LIMO / 2020年2月27日 20時45分

介護と仕事をこなす「自営業おひとりさま」の暮らしぶりは質素が信条

介護と仕事をこなす「自営業おひとりさま」の暮らしぶりは質素が信条

「おひとりさま」という言葉を聞いたとき、みなさんはどのようなイメージを思い描くでしょうか。

人生をどのように生きていくかを決めるのは、たとえ不本意であっても最終的には各個人の選択によるところが大きいでしょう。気がついたら、いつの間にか「おひとりさま」になっていたという人もいれば、自らそうなろうと決断した人もいると思います。

今回ご紹介する乙部なるみさんも「おひとりさま」。国内外でグラフィックデザイナーとして活躍する乙部さんはどのような生活を送っているのでしょうか。

デザイナーになるまで

日本の大学を卒業後、医療機器メーカーに入社した乙部さん。病院回りの営業を3年間務め、その後マーケティング部に異動してからは、カタログやリーフレットの制作と管理を主に行っていました。

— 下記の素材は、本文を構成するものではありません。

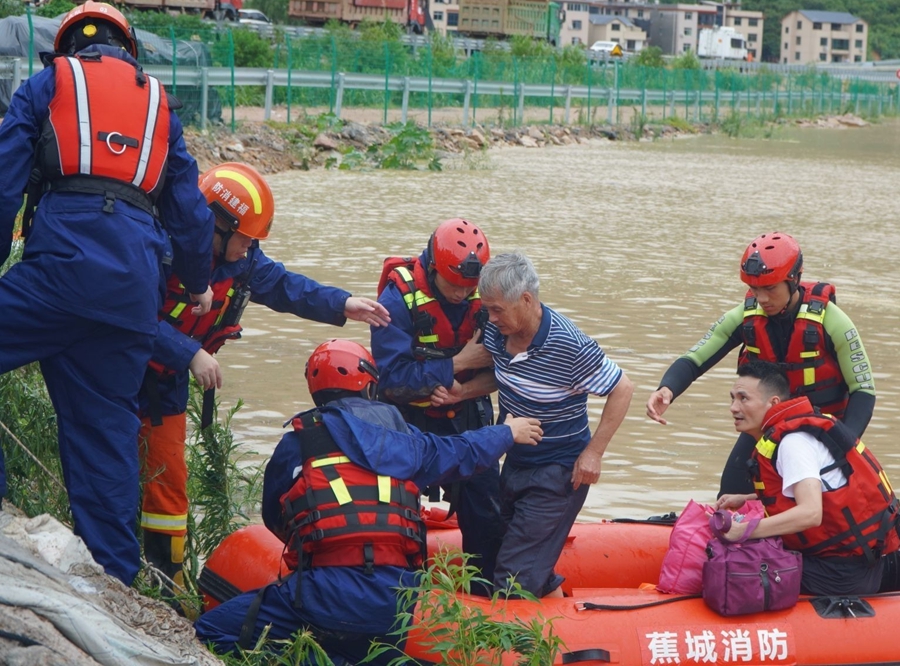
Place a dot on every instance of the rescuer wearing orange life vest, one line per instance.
(433, 365)
(785, 321)
(824, 491)
(95, 140)
(243, 205)
(342, 491)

日々、印刷業者やデザイナーと一緒に企画を進めているうち、デザインに興味を持ち、自分でもやってみたいと思うように。しかし、コンピューターで制作するデザインではなく、自分の感性から生まれる、誰にも真似できないユニークな色彩を生かしたデザインを実現するにはどうしたらいいか試行錯誤するようになります。

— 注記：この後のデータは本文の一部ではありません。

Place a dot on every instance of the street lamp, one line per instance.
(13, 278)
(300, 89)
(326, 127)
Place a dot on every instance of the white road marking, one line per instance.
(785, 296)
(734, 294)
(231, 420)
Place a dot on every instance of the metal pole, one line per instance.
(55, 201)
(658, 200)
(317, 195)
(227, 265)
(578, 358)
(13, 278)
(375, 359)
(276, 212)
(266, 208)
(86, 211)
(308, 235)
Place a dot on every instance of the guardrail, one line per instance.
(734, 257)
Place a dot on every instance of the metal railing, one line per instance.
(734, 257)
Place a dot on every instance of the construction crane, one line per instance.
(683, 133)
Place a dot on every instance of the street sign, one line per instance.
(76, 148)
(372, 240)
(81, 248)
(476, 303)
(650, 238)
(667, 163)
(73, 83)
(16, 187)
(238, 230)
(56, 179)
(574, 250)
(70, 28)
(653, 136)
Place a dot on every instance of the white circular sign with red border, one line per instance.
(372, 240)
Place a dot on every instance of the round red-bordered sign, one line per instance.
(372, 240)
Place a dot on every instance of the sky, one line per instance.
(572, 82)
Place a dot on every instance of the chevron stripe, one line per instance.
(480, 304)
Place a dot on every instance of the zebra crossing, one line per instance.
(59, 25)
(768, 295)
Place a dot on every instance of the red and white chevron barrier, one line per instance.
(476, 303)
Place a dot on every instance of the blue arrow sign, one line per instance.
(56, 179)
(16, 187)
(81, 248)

パターン化したデザインの版画を南仏で制作する。(画像提供:Narumi Otobe©)

結果として、本格的にデザインを学ぶ道を選択した乙部さん。19世紀英国の詩人でデザイナーでもあるウィリアム・モリスの展覧会をロンドン旅行中に見学し、ユニークな作風に深い感銘を受けたことから、留学先は英国と決めました。

そして、約4年間にわたりデザイン全般を徹底的に学び、キングストン大学の「HNDグラフィックデザイン学科」にて学位を取得、帰国します。

国内外で活躍中

デザインを考案し、そのデザインに命を与えるかの如く完成へと導くのに重要なのは徹底的なリサーチだと乙部さんは考えています。プロとして活動する現在も、その姿勢は変わっていません。たとえば、デザインに取り入れたい花を見つけたら、花弁の繊細さや葉脈の美しさなど細部までしっかり観察してスケッチに残し、ひたすら研究します。

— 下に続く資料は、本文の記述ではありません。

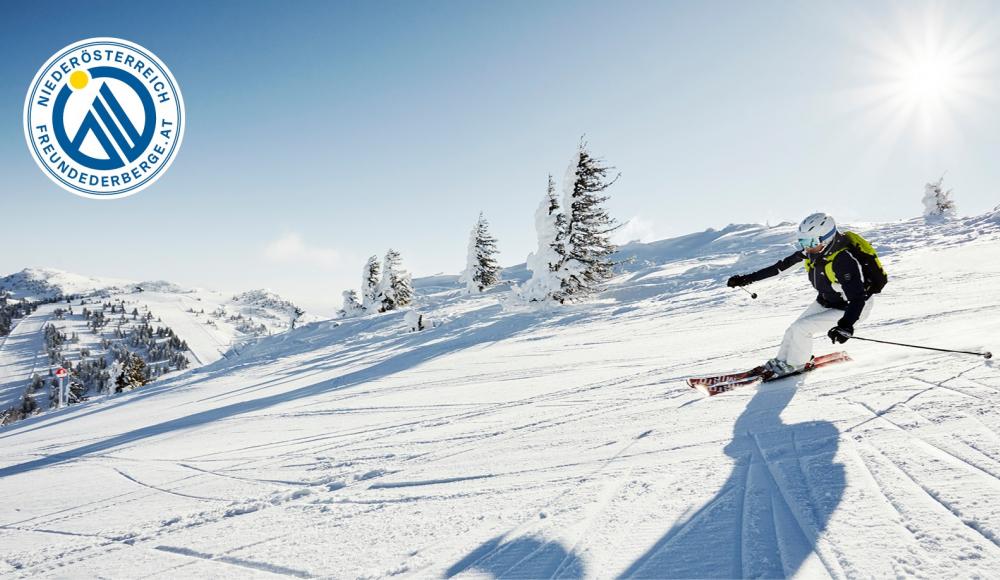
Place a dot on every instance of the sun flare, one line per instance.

デザインのモチーフは植物が多いため自然の中でアイデアを探すことも多いそうですが、美術館や展覧会も定期的に訪れ、そこで見た作品からインスピレーションを得て、それが新たなデザイン・パターンを生み出すきっかけになることもあるといいます。

デザインはいろいろなところでインスピレーションを受けるため、スケッチが欠かせない。(画像提供:Narumi Otobe©)


現在、国内で展覧会を年に3回行いつつ、デザインのモチーフを充実させるべく毎夏、英国と南仏に滞在し、版画工房で制作にいそしむこともライフワークのひとつになっています。

また、彼女独自のデザインを美しくあしらったオリジナル・グッズの制作と販売にも力を入れています。日本はもちろん、英国でも販売されており、そのユニークな作風は、イギリス人からも好評を博しています。

英国・ロンドンにあるショップで販売されているオリジナル・カード。(画像提供:Narumi Otobe©)

仕事と両親の介護に勤しむ日々

国内外で活躍中の乙部さんですが、それでは「おひとりさま」としてどのような生活を送っているのでしょうか。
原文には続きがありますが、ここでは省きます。